Saturday, July 8, 2017

Javaka Steptoe: Anatomy of a Caldecott-Winning Book

Javaka Steptoe, once a model and inspiration for his father, the late award-winning author/illustrator John Steptoe, New York Times best-selling author/illustrator Javaka Steptoe has established himself as an outstanding talent in his field. His beautiful biography of Jean-Michel Basquiat, Radiant Child, was this year’s Caldecott recipient, and winner of the Coretta Scott King Illustration Award. Other notable titles include What’s Special About Me, Mama? and Jimi: Sounds Like a Rainbow.
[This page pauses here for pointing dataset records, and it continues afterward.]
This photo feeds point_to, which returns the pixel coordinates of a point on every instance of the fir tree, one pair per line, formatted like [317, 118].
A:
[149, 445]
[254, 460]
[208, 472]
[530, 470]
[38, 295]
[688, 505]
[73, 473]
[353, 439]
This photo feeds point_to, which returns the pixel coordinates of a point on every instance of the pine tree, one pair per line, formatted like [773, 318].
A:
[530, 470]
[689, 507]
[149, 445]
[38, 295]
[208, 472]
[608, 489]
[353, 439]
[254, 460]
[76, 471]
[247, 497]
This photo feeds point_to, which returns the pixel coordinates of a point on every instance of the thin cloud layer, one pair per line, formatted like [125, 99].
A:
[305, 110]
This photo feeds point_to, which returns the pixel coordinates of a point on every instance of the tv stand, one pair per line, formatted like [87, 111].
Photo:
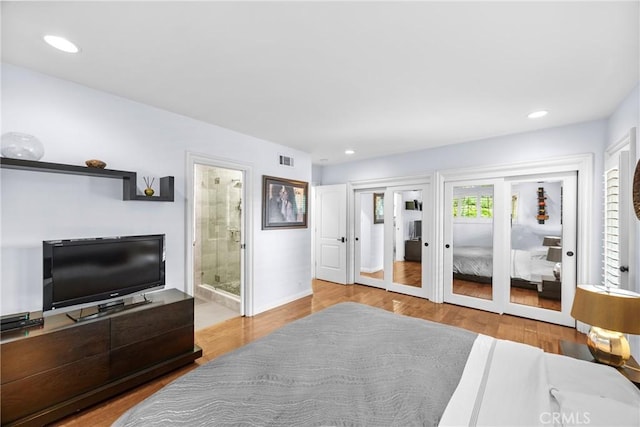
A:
[106, 309]
[64, 366]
Javaka uses everyday objects to deliver reflective and thoughtful collage creations filled with vitality, playful energy, and strength.

Javaka began his breakout session with the disclaimer that anyone setting out to write a book to win a Caldecott is setting themselves up for agony. There are lots of rules and committees, and that's really not what picture book-making is about, is it? (My words, not his!) 

He believes it's far more important to have a child-appropriate story you feel intellectually connected to; to commit to making a book that feels right to you in every moment; to have a publishing team that respects the intent of your book, so they can enhance it; and to immerse yourself so deeply in the research that you gain a fluency with your subject that can be invoked in creative subtleties.

I loved how he uses life experiences as research, as a method actor might:
For Radiant Child, exploring symbolism in Basquiat's work at the Brooklyn Art Museum is how the seed of his book concept was sown. Seeing a documentary expanded that. Listening to music of the period, scanning the textures of brownstone buildings, working at a large scale like Basquiat, experimenting with art materials, and generally using life experiences as his form of research allowed him to have fun and find the connections to Basquiat that helped him distill a lot of information about the culture and experiences of Basquiat into a form young readers can connect to.

"The job of the writer is to keep you on the path. The job of the illustrator is to show you how beautiful the path is."